J’ouvre les hostilités ! Sur les 100 premiers mètres, je n’ai droit
qu’aux fameux effets sonores, semblables à un bisou prolongé, et à
quelques sifflements. Mais au moment où je m’apprête à longer le
Boulevard, les choses se compliquent. On passe des effets sonores aux
phrases complètes : ça va du moustachu aux dents jaunies, qui affirme
que je ressemble “comme deux gouttes d’eau à Guadalupe”, au jeune
boutonneux qui vient de muer et dont la mâchoire pendouille
littéralement par terre, qui pense que je suis tout bonnement …”bonne”

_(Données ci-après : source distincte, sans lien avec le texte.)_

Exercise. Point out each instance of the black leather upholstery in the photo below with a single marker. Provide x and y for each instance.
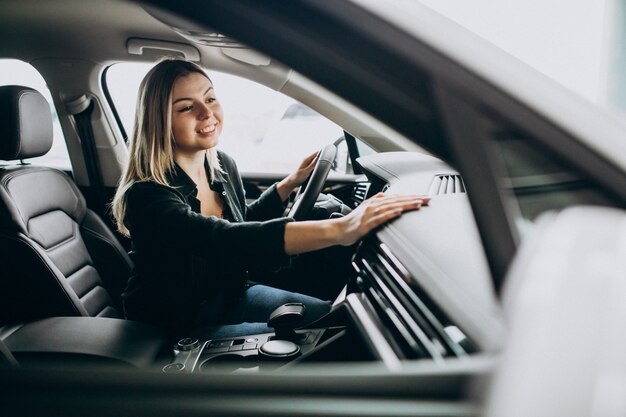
(57, 257)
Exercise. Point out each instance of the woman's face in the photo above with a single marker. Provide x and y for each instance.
(196, 114)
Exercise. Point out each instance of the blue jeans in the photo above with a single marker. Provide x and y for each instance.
(249, 316)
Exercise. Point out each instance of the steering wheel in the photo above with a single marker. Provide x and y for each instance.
(312, 187)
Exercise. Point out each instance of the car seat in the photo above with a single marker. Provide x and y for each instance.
(57, 257)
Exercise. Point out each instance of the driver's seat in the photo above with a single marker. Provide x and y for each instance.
(58, 258)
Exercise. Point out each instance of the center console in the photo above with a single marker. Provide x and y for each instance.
(253, 352)
(241, 354)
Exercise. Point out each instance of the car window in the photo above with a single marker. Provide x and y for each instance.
(264, 130)
(16, 72)
(537, 180)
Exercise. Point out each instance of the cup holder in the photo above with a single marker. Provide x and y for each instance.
(230, 363)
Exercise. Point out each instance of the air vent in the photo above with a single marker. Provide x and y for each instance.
(360, 193)
(447, 184)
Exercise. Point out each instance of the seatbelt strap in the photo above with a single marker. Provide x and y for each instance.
(82, 108)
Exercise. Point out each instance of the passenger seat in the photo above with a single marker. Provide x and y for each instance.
(57, 257)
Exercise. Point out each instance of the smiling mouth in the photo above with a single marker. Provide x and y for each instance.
(208, 129)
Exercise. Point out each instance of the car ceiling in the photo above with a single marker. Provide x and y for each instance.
(25, 28)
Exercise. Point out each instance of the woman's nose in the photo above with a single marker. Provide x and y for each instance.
(205, 112)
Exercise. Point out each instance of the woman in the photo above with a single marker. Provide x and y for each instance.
(193, 237)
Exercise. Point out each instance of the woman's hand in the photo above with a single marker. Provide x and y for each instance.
(373, 212)
(296, 178)
(307, 236)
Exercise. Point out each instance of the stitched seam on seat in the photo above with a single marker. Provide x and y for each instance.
(14, 174)
(68, 278)
(5, 184)
(20, 118)
(56, 245)
(49, 270)
(105, 240)
(105, 305)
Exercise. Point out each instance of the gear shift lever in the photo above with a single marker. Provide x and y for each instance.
(284, 319)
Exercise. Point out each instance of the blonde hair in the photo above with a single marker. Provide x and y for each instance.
(151, 146)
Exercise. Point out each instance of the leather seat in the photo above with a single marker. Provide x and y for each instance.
(57, 257)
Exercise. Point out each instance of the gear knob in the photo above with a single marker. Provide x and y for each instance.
(285, 318)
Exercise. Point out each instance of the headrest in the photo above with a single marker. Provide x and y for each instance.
(25, 123)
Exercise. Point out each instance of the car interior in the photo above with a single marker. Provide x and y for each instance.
(420, 328)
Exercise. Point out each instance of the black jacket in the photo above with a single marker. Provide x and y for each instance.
(183, 259)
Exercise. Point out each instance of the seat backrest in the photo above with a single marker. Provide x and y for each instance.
(57, 257)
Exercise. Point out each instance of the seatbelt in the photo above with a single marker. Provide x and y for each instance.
(82, 108)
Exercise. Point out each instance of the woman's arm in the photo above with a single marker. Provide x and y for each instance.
(308, 236)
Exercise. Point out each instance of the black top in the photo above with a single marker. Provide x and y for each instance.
(183, 258)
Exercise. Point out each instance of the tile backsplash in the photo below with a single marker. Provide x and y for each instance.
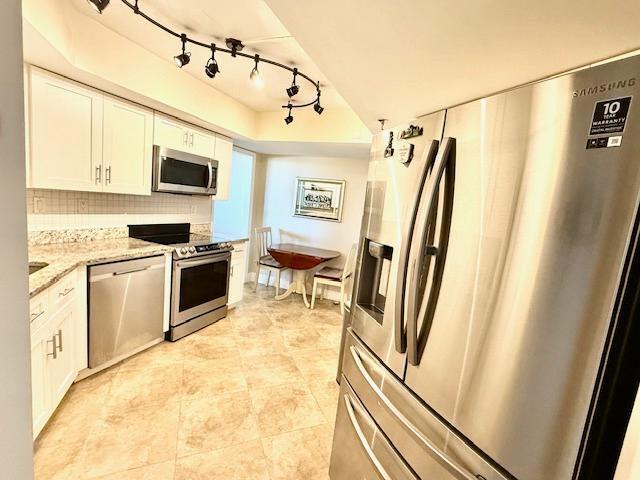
(60, 210)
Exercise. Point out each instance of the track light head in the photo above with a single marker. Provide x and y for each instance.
(98, 5)
(185, 57)
(255, 76)
(211, 68)
(289, 118)
(182, 59)
(293, 90)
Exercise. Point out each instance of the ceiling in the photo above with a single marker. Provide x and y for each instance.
(404, 58)
(212, 21)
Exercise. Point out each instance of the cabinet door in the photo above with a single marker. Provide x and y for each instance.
(236, 282)
(168, 133)
(65, 134)
(41, 345)
(201, 143)
(237, 274)
(223, 154)
(127, 147)
(62, 369)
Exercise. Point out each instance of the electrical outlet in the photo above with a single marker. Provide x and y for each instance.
(38, 205)
(82, 205)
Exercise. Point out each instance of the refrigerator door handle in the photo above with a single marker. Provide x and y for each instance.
(425, 227)
(363, 441)
(463, 473)
(404, 288)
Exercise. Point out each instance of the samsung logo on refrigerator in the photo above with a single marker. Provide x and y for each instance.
(604, 87)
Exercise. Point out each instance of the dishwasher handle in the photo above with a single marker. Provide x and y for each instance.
(106, 271)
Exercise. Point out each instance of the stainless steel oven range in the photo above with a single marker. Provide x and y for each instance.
(200, 275)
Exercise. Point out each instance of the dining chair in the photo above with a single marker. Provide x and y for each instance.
(336, 277)
(265, 260)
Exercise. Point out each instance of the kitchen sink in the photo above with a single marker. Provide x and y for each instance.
(36, 266)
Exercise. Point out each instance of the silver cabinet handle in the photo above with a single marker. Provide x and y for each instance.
(210, 169)
(422, 246)
(54, 353)
(410, 427)
(403, 288)
(363, 441)
(66, 292)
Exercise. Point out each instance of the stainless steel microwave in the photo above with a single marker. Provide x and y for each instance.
(181, 172)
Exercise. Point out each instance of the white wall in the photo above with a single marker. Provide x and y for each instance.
(629, 462)
(61, 210)
(15, 367)
(232, 217)
(276, 208)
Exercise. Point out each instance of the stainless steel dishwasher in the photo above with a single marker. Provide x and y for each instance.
(126, 304)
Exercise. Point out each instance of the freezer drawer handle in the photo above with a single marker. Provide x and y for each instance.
(404, 288)
(441, 456)
(363, 441)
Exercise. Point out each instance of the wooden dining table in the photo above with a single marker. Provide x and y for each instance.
(300, 259)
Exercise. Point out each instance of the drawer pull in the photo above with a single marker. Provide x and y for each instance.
(461, 471)
(66, 292)
(59, 335)
(54, 353)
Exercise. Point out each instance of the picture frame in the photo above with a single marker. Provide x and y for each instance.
(319, 198)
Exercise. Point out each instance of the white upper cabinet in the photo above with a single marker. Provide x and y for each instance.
(127, 147)
(223, 154)
(80, 139)
(174, 134)
(65, 128)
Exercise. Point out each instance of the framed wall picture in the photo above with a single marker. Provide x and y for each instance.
(319, 198)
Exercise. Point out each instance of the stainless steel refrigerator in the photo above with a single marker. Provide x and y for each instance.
(492, 289)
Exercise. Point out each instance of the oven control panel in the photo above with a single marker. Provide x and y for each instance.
(191, 251)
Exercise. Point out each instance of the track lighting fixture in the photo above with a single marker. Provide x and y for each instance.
(185, 57)
(234, 48)
(255, 76)
(293, 89)
(98, 5)
(289, 118)
(211, 68)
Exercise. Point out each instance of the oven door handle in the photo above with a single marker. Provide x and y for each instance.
(210, 169)
(194, 263)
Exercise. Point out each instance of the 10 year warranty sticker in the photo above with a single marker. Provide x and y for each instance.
(609, 116)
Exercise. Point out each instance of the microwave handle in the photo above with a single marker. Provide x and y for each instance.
(210, 167)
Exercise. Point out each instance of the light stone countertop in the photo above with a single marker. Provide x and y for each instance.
(65, 257)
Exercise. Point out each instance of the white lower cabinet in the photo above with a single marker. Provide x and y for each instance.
(56, 315)
(237, 273)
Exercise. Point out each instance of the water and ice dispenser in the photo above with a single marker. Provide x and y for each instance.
(374, 278)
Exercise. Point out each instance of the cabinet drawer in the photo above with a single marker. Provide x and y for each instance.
(62, 292)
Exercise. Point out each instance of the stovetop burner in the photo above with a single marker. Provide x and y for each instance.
(178, 235)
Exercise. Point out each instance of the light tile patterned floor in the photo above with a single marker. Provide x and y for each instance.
(251, 397)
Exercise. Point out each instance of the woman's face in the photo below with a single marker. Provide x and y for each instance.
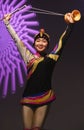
(41, 44)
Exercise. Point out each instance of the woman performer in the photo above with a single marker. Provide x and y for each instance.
(38, 93)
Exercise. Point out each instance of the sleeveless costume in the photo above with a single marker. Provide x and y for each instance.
(38, 90)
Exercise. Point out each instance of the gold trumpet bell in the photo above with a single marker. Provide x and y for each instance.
(76, 15)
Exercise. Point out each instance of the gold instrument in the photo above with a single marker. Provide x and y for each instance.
(76, 15)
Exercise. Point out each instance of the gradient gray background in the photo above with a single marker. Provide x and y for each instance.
(67, 112)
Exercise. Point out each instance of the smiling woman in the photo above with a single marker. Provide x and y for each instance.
(38, 93)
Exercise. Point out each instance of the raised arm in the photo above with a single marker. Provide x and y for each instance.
(64, 37)
(62, 40)
(25, 53)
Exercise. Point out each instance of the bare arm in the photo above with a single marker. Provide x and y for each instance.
(25, 53)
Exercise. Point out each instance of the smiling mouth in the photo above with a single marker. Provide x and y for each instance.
(40, 47)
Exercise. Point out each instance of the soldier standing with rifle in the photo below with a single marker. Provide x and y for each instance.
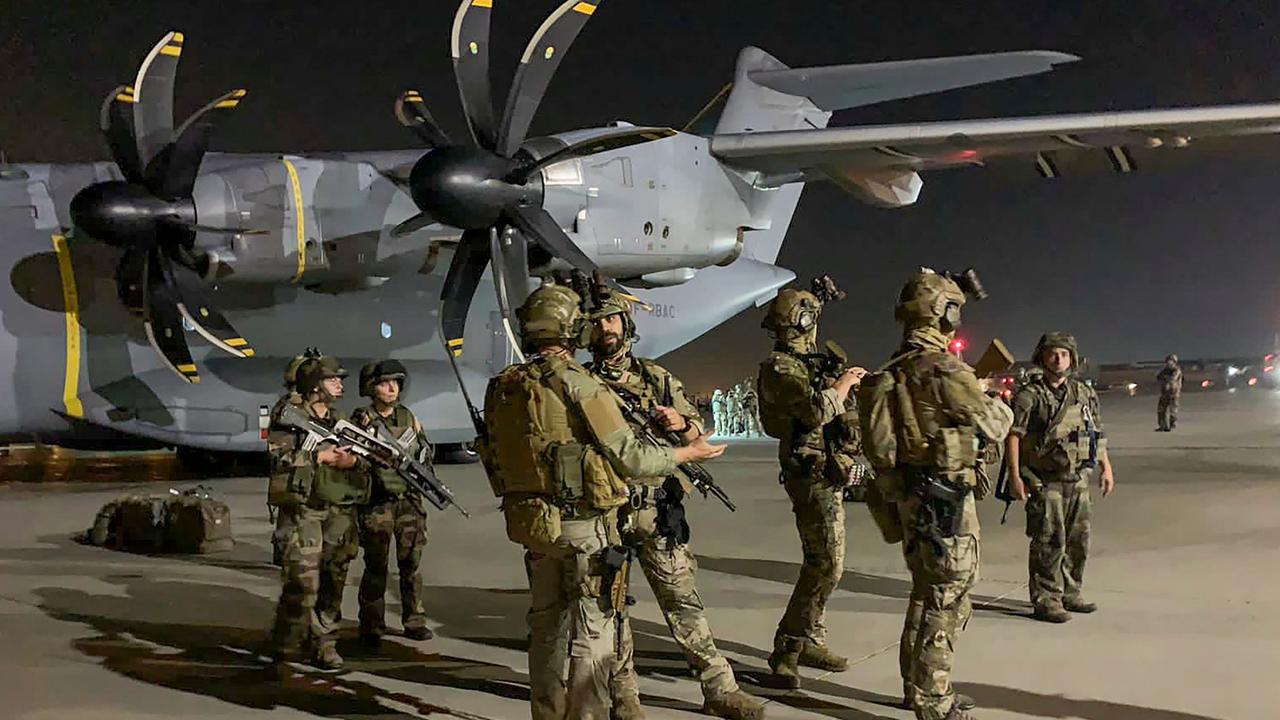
(316, 492)
(923, 417)
(560, 454)
(1054, 447)
(796, 406)
(654, 522)
(392, 510)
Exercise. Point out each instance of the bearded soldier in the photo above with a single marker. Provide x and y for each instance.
(1170, 379)
(392, 511)
(316, 492)
(656, 518)
(795, 408)
(1056, 443)
(923, 418)
(560, 454)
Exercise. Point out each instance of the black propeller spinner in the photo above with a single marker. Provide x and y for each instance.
(494, 188)
(151, 214)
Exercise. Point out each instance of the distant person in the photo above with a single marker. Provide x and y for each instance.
(1052, 450)
(1170, 379)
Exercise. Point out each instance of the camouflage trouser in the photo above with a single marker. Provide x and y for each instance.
(319, 546)
(400, 519)
(571, 632)
(944, 570)
(1166, 410)
(819, 510)
(670, 568)
(1057, 523)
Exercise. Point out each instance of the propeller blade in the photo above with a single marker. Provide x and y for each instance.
(411, 112)
(618, 140)
(115, 118)
(173, 172)
(412, 224)
(469, 260)
(545, 51)
(195, 304)
(538, 226)
(470, 49)
(152, 92)
(163, 320)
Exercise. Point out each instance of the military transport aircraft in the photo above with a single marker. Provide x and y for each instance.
(158, 297)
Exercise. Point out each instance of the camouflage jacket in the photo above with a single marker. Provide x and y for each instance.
(1061, 429)
(403, 428)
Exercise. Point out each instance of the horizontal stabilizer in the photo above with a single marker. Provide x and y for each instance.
(839, 87)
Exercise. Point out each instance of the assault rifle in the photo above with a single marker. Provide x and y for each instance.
(694, 472)
(384, 452)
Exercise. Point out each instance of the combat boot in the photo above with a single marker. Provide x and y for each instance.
(1079, 605)
(963, 702)
(627, 707)
(734, 706)
(1051, 614)
(785, 661)
(327, 657)
(819, 656)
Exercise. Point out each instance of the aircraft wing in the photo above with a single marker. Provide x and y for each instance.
(881, 162)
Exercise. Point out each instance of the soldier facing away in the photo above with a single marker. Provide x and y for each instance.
(1170, 379)
(392, 513)
(923, 417)
(1056, 443)
(318, 492)
(558, 452)
(654, 520)
(795, 410)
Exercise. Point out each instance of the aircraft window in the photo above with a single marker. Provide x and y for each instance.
(568, 172)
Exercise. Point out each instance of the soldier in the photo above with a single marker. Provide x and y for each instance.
(1170, 379)
(1055, 445)
(392, 511)
(280, 536)
(796, 411)
(656, 519)
(558, 452)
(923, 418)
(318, 492)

(“Meziana”, pour reprendre le terme exact), en passant par “moul
détail” (vendeur de cigarettes à l’unité), qui ne me trouve pas laide,
mais littéralement hideuse (pas “khayba” mais “khaybou3a”), et auquel
les formes (ou plutôt les déformations) de mon corps rappellent une
bouteille d’Orangina. Ses paroles fusent au milieu des éclats de rires
de ses potes, vous savez, les 4 ou 5 hommes qui l’entourent “f'rass
derb”. On ne sait pas pourquoi ils sont là, mais ils sont là, toute la
journée.
Solidarité féminine
Fatigué, le côté raisonnable de ma personnalité reprend le dessus sur
la partie intrépide. Je ne voulais qu’une chose : fermer les yeux, les
rouvrir pour me retrouver derrière mon bureau. Je décide alors de héler
un taxi. Du coup, j’adopte naturellement la position de l’auto-stoppeur
qui inspire plutôt à nos chers automobilistes… celle de la prostituée.
Et là, ça s’enchaîne encore. Quand ce ne sont pas les deux quidams
juchés sur un “103” qui feintent pour passer à 20 centimètres de mon
visage, c’est le chauffeur du camion de livraison qui lance un cri
bizarroïde, une espèce de gémissement désespéré. Sans oublier le clin
d’œil et le sourire de pub pour dentifrice du jeune cadre dynamique
dans sa belle voiture, investissement qui lui permettra d’exister aux
yeux des filles. Sa voiture, c’est son capital “confiance en soi” !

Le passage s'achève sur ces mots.